You cannot serve God and Mammon

Morris: The ruler had not reflected on what God’s goodness meant, nor had he measured himself against God’s commandments closely enough to see his failure to reach God’s standards. Now Jesus issued a challenge which showed that he came short of what was required. But the call to give everything away was more than simply a dramatic challenge; it showed that the man had not understood the commandments he professed to have kept. The first of them enjoins the worship of one God. But when he was faced with the choice he found that he could not serve God by parting with his money. It was not really God that had first place in his heart.

Anyabwile: he doesn’t notice that Jesus temporarily omits the first table of the law that records those duties we ow to God. We must have no god by God. So the Lord calls the man to practically demonstrate he has no other gods but God by selling his possessions and giving to the poor. . . He looks at Jesus and then his things, and he chooses his things over Jesus.

B. (:23) Fatal Flaw

“But when he had heard these things, he became very sad; for he was extremely rich.”

MacArthur: Jesus was not setting forth terms for salvation, but rather exposing the young man’s true heart. His refusal to obey here revealed two things:

1) he was not blameless as far as the law was concerned, because he was guilty of loving himself and his possessions more than his neighbors (cf. Mt 19:19); and

2) he lacked true faith, which involves a willingness to surrender all at Christ’s bidding (Mt 16:24). Jesus was not teaching salvation by philanthropy; but He was demanding that this young man give Him first place. The young man failed the test.


A. (:24-25) Impossibility of the Wealthy Achieving Salvation

1. (:24) Statement

“And Jesus looked at him and said,

‘How hard it is for those who are wealthy to enter the kingdom of God!’”
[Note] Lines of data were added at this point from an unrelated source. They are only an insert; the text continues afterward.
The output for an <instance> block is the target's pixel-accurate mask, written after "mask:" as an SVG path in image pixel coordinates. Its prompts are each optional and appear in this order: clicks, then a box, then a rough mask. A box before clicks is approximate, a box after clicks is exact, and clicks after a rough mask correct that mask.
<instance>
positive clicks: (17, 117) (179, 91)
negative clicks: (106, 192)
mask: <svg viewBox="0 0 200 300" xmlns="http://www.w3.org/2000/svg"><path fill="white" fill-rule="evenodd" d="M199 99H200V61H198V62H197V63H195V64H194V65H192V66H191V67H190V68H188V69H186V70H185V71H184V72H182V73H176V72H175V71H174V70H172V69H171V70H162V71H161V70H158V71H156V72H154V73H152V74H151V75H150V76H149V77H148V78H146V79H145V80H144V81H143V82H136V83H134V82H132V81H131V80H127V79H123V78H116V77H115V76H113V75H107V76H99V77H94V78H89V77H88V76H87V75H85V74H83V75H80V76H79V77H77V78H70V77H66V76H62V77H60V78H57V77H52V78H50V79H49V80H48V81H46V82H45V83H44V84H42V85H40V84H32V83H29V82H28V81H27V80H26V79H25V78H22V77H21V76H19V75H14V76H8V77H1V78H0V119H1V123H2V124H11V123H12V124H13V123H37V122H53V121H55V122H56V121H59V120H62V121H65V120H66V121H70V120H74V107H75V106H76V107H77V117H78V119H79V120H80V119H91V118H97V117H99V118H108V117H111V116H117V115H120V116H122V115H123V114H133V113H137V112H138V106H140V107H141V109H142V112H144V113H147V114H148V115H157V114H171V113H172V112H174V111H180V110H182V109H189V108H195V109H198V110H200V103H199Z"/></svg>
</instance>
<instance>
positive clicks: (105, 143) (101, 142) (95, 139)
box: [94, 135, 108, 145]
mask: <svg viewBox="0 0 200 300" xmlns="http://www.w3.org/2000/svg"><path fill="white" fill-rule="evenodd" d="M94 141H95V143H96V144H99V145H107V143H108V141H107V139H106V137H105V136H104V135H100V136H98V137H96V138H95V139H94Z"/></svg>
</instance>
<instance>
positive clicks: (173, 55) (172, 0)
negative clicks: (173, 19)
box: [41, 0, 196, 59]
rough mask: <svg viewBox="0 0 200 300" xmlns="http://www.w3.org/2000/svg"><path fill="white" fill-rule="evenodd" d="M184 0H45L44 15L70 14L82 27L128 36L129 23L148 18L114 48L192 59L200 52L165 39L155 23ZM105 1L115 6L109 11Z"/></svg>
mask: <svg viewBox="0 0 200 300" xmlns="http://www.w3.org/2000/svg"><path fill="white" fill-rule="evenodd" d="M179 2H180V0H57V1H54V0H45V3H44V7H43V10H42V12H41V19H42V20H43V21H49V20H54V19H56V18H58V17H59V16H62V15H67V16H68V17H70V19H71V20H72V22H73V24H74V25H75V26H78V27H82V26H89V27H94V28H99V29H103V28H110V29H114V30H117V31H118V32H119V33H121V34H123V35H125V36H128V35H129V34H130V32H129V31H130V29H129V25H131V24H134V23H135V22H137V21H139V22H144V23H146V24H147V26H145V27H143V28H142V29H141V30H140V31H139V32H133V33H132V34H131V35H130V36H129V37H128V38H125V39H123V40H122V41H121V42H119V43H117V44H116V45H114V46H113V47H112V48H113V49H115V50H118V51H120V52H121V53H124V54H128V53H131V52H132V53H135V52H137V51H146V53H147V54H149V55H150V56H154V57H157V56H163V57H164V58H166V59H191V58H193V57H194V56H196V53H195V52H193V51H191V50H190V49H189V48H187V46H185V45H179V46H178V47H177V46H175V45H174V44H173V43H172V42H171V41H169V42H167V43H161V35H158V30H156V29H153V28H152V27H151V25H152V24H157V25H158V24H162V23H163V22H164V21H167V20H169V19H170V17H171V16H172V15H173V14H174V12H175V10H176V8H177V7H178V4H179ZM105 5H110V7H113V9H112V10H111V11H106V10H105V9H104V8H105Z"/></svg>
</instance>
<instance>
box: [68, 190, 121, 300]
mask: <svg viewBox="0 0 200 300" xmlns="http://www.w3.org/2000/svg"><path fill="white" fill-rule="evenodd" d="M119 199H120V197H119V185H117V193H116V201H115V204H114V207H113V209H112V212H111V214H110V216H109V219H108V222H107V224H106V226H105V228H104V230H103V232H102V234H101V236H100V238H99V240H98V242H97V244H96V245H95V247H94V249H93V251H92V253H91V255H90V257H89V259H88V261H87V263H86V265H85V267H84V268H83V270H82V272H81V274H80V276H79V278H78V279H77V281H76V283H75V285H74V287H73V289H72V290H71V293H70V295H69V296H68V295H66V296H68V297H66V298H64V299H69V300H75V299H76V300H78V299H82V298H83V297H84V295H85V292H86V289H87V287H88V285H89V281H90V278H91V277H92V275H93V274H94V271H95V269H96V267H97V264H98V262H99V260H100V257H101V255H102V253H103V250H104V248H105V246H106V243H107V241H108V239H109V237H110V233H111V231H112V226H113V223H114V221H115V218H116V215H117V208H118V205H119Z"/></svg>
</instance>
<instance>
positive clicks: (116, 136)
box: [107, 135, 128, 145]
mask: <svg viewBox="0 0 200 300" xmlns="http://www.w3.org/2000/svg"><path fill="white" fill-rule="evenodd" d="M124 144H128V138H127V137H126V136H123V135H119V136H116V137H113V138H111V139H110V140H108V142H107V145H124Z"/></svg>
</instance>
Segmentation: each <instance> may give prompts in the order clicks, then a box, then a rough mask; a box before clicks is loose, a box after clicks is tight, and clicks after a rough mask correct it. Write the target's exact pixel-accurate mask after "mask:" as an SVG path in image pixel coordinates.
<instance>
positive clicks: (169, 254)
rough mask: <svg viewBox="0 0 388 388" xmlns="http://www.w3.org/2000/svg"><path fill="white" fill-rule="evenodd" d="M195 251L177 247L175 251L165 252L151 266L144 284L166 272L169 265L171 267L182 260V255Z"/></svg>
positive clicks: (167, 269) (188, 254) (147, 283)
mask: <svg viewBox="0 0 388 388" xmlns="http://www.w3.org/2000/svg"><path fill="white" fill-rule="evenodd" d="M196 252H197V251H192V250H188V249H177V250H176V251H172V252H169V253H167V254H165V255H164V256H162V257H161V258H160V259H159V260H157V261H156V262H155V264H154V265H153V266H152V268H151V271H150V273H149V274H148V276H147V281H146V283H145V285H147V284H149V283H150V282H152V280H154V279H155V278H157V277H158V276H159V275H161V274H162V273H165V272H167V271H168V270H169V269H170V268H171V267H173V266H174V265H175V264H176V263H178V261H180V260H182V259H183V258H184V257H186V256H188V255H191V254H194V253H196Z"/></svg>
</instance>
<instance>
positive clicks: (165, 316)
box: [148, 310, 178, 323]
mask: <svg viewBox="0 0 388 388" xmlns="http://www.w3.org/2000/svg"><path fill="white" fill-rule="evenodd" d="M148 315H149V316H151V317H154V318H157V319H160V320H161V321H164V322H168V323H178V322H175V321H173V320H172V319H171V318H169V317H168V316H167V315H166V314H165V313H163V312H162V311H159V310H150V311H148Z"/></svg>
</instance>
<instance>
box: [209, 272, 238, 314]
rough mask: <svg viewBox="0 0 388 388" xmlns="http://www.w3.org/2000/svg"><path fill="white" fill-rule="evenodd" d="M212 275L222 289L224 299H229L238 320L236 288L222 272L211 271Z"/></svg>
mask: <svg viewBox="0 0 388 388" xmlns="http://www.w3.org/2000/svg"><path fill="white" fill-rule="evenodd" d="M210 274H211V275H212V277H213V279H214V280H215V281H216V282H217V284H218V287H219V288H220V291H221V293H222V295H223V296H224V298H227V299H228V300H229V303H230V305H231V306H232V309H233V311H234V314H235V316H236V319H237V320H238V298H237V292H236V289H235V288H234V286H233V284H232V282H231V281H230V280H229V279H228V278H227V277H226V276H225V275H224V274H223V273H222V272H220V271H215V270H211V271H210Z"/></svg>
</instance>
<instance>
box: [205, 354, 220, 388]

Donald Miller: The strong hold that the goods of this life have on us is to be seen in Jesus’ sad recognition of how difficult it is for one who is wealthy to put God first. In fact, apart from the grace of God, it is impossible.

2. (:25) Illustration

“For it is easier for a camel to go through the eye of a needle,

than for a rich man to enter the kingdom of God.”

B. (:26-27) Only Possibility is Sovereign Grace of God

1. (:26) Despairing Question

“And they who heard it said, ‘Then who can be saved?’”

2. (:27) Hopeful Response

“But He said, ‘The things impossible with men are possible with God.’”

Morris: All this represents a reversal of accepted ideas. It was commonly held that riches were a sign of God’s blessing, so that the rich man had the best opportunity of the good things of the next world as of this. So Jesus’ hearers ask, Then who can be saved? They do not ask, “What rich man?” but, “Who (of any kind)?” If the rich with all their advantages can scarcely be saved, what hope is there for others? Jesus makes it clear that there is none. But what man cannot do God can. Salvation, for rich or poor, is always a miracle of divine grace. It is always God’s gift.